SB 760 didn’t make it into law, but Wiener authored another bill in 2019, SB 127, the Complete Streets Bill. This new bill didn’t create a separate division at Caltrans, but it required the agency to consider adding Complete Streets elements whenever it planned a repaving project. CalBike and our allies and supporters campaigned hard for the Complete Streets Bill and got it through the legislature with high hopes the governor would sign it.
But Governor Gavin Newsom vetoed the Complete Streets bill, saying it was unnecessary because Caltrans already had a Complete Streets policy and didn’t need legislation to build Complete Streets. Four years after that veto, CalBike is surveying people around California and reviewing Caltrans records to learn whether the governor was right.
Caltrans progress on Complete Streets
At the time Governor Newsom vetoed the Complete Streets Bill, Caltrans had a new leader, Toks Omishakin, who took Complete Streets seriously, overseeing a $100 million set aside in the State Highway Operation and Protection Program (SHOPP) budget for Complete Streets elements.
In 2021, Caltrans significantly improved its internal Complete Streets policy (DP-37). Specifically, it directed that “all transportation projects funded or overseen by Caltrans will provide comfortable, convenient, and connected complete streets facilities for people walking, biking, and taking transit or passenger rail unless an exception is documented and approved.” However, without codifying this internal policy into state law, the improvement is divorced from any real accountability.
In 2022, the agency developed two implementation tools to honor its ambitious changes. Caltrans District-wide Active Transportation Plans (CAT Plans) chartered the course for district change, while headquarters released its Complete Streets Action Plan to track its progress.
Out of these efforts, Caltrans implemented a Complete Streets review process for its projects to evaluate whether a road segment includes people biking and walking and, if it does, what Complete Streets improvements could be included in the project. However, this process lacks one thing the Complete Streets Bill would have mandated: transparency. The bill would have required Caltrans to justify its decision when it didn’t include Complete Streets features and to hold a public hearing.

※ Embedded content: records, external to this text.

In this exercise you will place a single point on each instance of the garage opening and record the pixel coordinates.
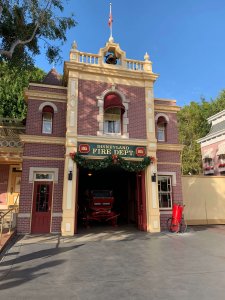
(110, 197)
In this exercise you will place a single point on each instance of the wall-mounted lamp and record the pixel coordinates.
(154, 177)
(70, 175)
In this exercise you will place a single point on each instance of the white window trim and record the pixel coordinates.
(35, 170)
(161, 115)
(54, 107)
(172, 174)
(100, 117)
(167, 208)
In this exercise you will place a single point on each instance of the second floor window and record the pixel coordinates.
(113, 114)
(112, 121)
(161, 129)
(47, 118)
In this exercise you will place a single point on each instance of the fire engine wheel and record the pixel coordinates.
(173, 225)
(183, 226)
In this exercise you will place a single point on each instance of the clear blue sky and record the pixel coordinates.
(184, 38)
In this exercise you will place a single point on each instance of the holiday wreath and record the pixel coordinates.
(112, 160)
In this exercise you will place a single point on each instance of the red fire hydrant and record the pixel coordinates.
(176, 217)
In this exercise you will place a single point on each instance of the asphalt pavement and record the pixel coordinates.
(108, 264)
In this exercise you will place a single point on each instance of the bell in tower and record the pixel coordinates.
(110, 58)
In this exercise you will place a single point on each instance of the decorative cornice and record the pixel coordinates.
(211, 136)
(42, 158)
(168, 163)
(167, 108)
(44, 95)
(42, 139)
(105, 71)
(111, 140)
(170, 147)
(11, 149)
(48, 86)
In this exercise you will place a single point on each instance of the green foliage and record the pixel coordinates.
(24, 23)
(193, 125)
(111, 160)
(13, 80)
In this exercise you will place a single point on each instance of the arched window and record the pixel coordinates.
(47, 118)
(113, 114)
(161, 129)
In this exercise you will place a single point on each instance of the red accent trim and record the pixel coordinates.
(76, 203)
(144, 215)
(113, 101)
(48, 109)
(84, 148)
(140, 151)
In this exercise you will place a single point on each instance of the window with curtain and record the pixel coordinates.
(161, 129)
(47, 119)
(112, 121)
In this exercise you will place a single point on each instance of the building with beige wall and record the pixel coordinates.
(103, 109)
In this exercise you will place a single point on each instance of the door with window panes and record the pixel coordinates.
(165, 192)
(42, 201)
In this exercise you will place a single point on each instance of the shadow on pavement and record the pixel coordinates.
(39, 254)
(16, 277)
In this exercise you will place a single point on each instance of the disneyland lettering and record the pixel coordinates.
(112, 150)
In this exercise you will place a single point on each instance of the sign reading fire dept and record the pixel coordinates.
(108, 149)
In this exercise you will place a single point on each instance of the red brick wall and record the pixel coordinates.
(171, 129)
(48, 89)
(136, 112)
(177, 196)
(34, 119)
(88, 108)
(216, 161)
(168, 156)
(44, 150)
(177, 190)
(27, 193)
(56, 225)
(4, 177)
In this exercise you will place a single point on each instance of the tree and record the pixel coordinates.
(193, 125)
(13, 80)
(24, 23)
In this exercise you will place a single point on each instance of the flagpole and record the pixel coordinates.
(110, 13)
(110, 22)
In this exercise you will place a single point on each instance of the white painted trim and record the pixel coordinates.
(212, 138)
(162, 115)
(33, 170)
(24, 215)
(42, 105)
(56, 215)
(216, 116)
(173, 174)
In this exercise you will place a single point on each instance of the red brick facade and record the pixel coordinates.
(4, 176)
(26, 200)
(88, 109)
(34, 119)
(89, 121)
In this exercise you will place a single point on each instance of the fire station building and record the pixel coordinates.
(98, 127)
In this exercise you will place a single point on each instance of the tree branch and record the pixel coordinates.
(9, 53)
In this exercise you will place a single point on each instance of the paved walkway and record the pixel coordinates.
(121, 264)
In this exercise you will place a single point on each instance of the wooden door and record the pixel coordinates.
(141, 201)
(14, 188)
(41, 214)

Instead, Caltrans buries its process in long and complex documents that aren’t publicly available.
What’s next for Complete Streets
CalBike made a public records request and has received several hundred Caltrans planning documents that include Complete Streets decision forms. We’re reviewing them to understand the trends at the agency and whether it’s acting in the best interests of the citizens of California to make active transportation safer and more accessible. We also conducted a statewide survey to get feedback on the safety of state routes from people who bike and walk on them. We expect to share our data over the next few months as part of a renewed Complete Streets Campaign.
We are also working with legislative champions and our allies to introduce real mandates and accountability. We appreciate our elected leaders who continue to prioritize making our fastest roadways safe for people who get around by bike or on foot.

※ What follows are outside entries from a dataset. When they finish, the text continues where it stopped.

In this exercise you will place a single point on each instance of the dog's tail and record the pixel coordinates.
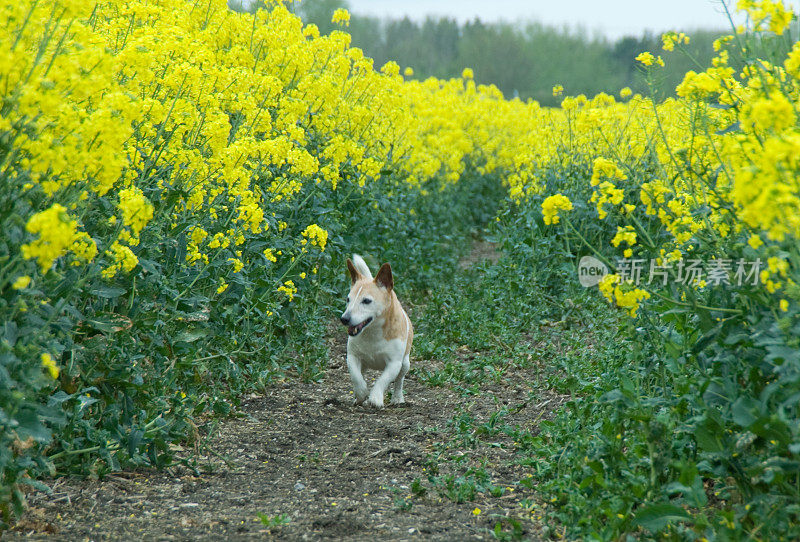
(361, 266)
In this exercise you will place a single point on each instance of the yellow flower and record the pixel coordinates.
(56, 230)
(755, 241)
(289, 289)
(21, 282)
(317, 235)
(50, 365)
(269, 255)
(136, 209)
(341, 17)
(237, 264)
(551, 205)
(626, 234)
(646, 58)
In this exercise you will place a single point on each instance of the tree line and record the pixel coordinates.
(524, 60)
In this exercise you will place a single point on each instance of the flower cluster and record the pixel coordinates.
(552, 204)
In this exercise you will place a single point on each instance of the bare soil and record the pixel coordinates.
(336, 471)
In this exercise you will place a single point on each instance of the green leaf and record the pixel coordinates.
(31, 426)
(657, 516)
(108, 292)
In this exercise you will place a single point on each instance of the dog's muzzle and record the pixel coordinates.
(355, 330)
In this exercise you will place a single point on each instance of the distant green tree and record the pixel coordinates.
(524, 60)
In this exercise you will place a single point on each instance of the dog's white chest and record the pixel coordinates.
(376, 352)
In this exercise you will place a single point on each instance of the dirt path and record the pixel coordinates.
(312, 466)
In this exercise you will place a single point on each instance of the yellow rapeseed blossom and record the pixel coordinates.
(341, 17)
(289, 289)
(551, 205)
(49, 364)
(316, 235)
(21, 282)
(57, 232)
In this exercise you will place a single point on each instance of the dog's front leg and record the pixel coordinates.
(359, 385)
(388, 376)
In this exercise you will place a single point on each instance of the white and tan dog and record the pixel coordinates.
(380, 333)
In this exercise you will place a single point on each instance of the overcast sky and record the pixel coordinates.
(613, 18)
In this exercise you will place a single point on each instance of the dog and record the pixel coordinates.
(380, 333)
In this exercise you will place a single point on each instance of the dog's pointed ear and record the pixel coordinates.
(384, 277)
(354, 274)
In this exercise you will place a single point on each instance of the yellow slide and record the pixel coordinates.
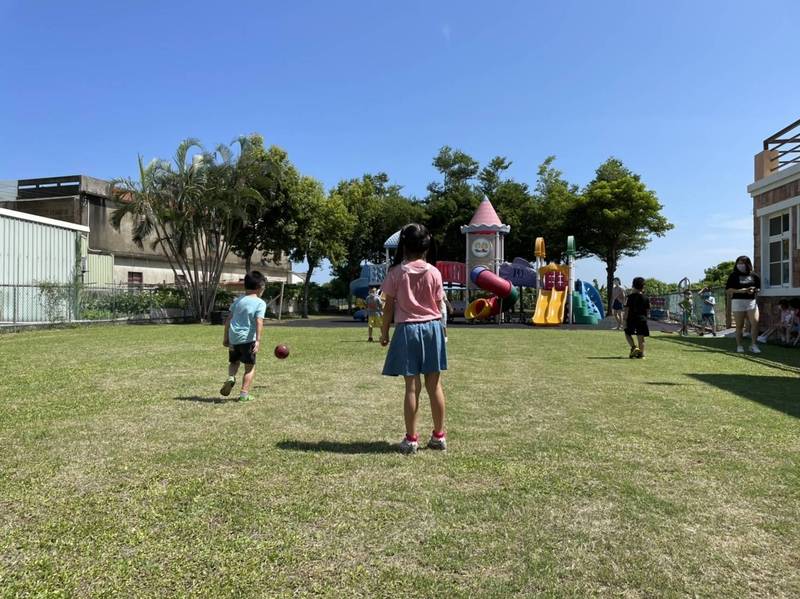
(550, 307)
(551, 302)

Caltrans was originally the Department of Highways, and changing the culture of freeway-building that’s ingrained at the agency is not quick or easy. It is, however, imperative. Recently, scientists warned that we have just six years before the Earth reaches the 1.5 degrees Celsius of warming considered to be the threshold we shouldn’t pass.
We must change our transportation patterns now if we’re serious about combating climate change. And that means changing California’s department of highways, freeway-building, smog creation, and traffic inducement into the department of low- and no-carbon transportation, active mobility, public transportation, connection, health, and joy. At CalBike, we’re pushing hard to make that transition a reality.